Sometimes it really helps to step back and look at what you’re trying to achieve, rather than focusing too much on the first solution. I realise we don’t know exactly what you’re trying to do here, but it certainly sounds like there are far more elegant and practical ways of going about it.

As yabob pointed out, this can be defeated simply by using a browser which ignores style sheets. As with most copy protection schemes, this keeps honest people honest but does nothing to deter the people who are the real threat.

You don’t even have to ignore stylesheets. While I can’t use the mouse to highlight, the CSS-supporting Opera allows me to just hit “ctrl-a”, and all the text is selected as normal. I can’t do this in IE (the picture is selected instead), but I can still choose “view source” and have the entire text at my disposal.

Which is precisely how I get around it when I find it being used (for instance to clip a fair-use length snippet out of a news article to post it here). Hiding the HTML source would then be a separate question (the stock solution being the “load encoded stuff with a java applet or javascript” thing, as discussed).

I think we’re all in agreement that the efforts are rather futile, and the usability of the page degrades in proportion to the degree of “bomb proofing”. Turning your text into “not text” imposes huge usability problems, in addition to possibly being a hassle for production if you change your content often.

Technical solutions to enforce intellectual property rights often just get you into an “arms race”, where it becomes a game to see what you can come up with, and how somebody else can break it.
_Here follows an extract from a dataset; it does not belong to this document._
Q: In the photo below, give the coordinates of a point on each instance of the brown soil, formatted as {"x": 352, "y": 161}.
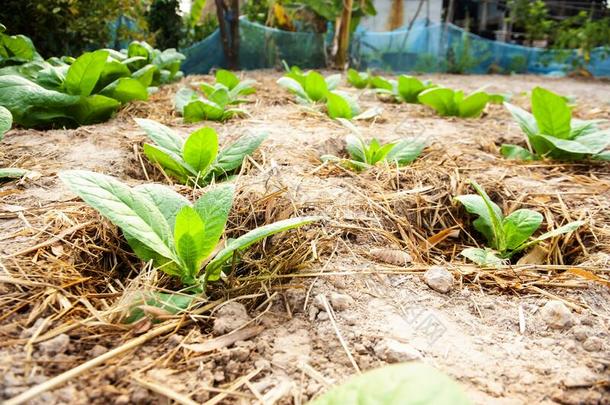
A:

Ultimately, the answer lies in legal and social constraints rather than technological ones.

Privacy issues are better handled by restrictions to ensure that people can only see data that they ought to be allowed to see, which ultimately has more to do with authentication and having a permission scheme on your server end than how you present the information. And having to trust that privileged users will be responsible if you tell them to be. Legal and social constraints again.

I suspect I could also just print the page to PDF then open the PDF in Acrobat and select it. Or print to text file for that matter (I have a print driver that does that).

If you have a link to a site that’s “protected” in this fashion I’ll try it out and let you know.

What about a Flash movie pulling data from XML?

If you download the movie to a HDD, it should be empty, as it can’t make the call to the XML from the user’s computer.

That’s basically the same as using a Java applet. It’s a speed bump but does nothing to actually secure your content. The only thing you gain using Flash instead of Java is that existing support in browsers might be a little wider. Or not. I haven’t looked at Flash stats lately.

The short answer to any “what about X” question on this topic is that if the text appears on my screen, I can copy it. The only way to keep me from copying it is to not show it to me. The long answer will differ for any specific method you suggest, but worst case I can OCR screenshots and most methods will be simple enough to defeat that I won’t have to resort to that.

So I guess in the long run, the best thing to do is have the most secure front-door as possible, use SSL for transmitting the text, and once the text is displayed on the client PC there’s not much you can do to protect it.